Володя Акименков говорит: при нашем появлении они выстраиваются в почетный караул вдоль коридора, начинают поигрывать дубинками, щелкать электрошокерами и вообще вести себя неадекватно. Почесть такая нам особая. Но зато когда идешь сквозь этот строй, начинаешь ощущать, насколько сильней ты сам. Чем они.

Ну, перевозка эта — три часа, через Мосгорсуд, потом еще столько же — обратно. Но радует, что судят в том же суде, где судили нацбольскую молодежь. Я не поняла, что тут радостного — преемственность? Но Владимиру приятно.
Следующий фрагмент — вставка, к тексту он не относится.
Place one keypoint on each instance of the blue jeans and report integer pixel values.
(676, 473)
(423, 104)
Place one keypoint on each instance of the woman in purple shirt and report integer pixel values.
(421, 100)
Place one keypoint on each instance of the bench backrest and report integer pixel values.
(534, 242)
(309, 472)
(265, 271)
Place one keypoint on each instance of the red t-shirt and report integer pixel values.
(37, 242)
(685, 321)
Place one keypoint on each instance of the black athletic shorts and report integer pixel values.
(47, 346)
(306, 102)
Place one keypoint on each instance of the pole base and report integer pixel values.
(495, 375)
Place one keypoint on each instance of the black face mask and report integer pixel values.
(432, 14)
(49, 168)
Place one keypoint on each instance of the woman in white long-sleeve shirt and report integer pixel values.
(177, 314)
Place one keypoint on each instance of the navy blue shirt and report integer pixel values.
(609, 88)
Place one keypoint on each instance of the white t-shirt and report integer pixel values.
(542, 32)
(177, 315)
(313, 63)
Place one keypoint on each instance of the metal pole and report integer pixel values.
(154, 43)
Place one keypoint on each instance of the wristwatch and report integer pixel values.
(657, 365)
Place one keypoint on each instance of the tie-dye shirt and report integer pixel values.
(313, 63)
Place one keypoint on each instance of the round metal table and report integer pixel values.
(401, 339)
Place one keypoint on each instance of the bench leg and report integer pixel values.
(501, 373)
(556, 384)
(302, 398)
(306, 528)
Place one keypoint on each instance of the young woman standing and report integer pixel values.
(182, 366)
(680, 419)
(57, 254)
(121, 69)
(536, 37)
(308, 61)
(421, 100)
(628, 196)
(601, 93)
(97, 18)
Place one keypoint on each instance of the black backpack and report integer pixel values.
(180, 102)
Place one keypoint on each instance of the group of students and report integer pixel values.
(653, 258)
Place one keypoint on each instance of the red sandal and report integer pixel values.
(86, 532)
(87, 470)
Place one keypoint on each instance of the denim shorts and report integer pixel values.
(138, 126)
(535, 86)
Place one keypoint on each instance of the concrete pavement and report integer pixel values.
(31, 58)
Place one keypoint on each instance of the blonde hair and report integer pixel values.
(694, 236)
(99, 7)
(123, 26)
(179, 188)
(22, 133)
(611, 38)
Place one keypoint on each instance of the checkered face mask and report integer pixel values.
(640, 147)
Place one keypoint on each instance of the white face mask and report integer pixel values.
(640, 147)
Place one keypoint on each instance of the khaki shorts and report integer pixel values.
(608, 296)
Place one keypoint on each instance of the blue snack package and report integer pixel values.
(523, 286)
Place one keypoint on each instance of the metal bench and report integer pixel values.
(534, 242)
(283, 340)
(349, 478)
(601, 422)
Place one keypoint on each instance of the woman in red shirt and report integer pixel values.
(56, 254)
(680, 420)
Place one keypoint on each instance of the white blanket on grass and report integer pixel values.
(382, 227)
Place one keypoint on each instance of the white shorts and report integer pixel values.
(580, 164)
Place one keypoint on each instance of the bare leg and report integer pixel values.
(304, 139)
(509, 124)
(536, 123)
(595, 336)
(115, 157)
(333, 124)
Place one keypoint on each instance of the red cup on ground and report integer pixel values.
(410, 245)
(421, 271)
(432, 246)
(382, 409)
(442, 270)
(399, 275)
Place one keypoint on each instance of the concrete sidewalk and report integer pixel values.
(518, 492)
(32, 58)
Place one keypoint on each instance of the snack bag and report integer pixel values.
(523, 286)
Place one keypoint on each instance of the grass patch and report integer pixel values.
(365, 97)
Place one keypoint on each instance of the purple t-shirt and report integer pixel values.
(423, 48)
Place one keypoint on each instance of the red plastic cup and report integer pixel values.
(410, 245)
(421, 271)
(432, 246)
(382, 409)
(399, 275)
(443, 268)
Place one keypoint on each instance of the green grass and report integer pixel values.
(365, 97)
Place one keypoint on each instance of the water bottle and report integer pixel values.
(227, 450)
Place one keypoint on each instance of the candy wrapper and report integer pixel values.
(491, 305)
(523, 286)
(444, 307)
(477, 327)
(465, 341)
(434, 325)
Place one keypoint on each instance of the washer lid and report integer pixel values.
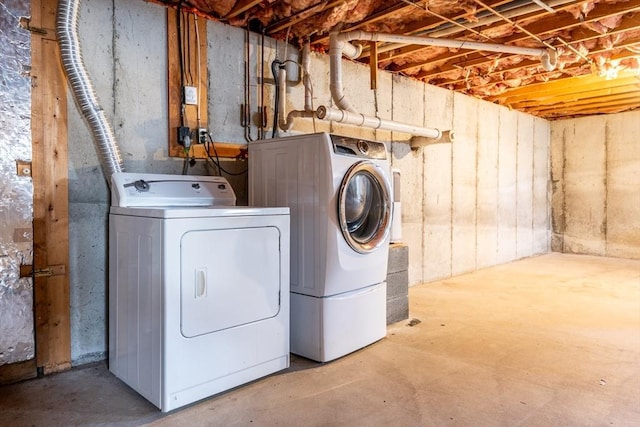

Ситуация была такая: Володя в конвойке забыл, в каком стакане сидит, и что-то замешкался. Конвойный его провожает, вдруг его коллега начинает орать. Акименков сказал, что не любит, когда на него орут. И тотчас получил подзатыльник от кинолога. Не больно, но по-человечески обидно. Да это ж не только у Владимира в конвойке возникла эта ситуация...

В целом все живы, достаточно бодры, привет всем передают. А с конвоем что-то надо решать.

Кстати, нет ли среди нас благотворителей? В Бутырку очень нужны холодильники и телевизоры. Новые. Хоть немного.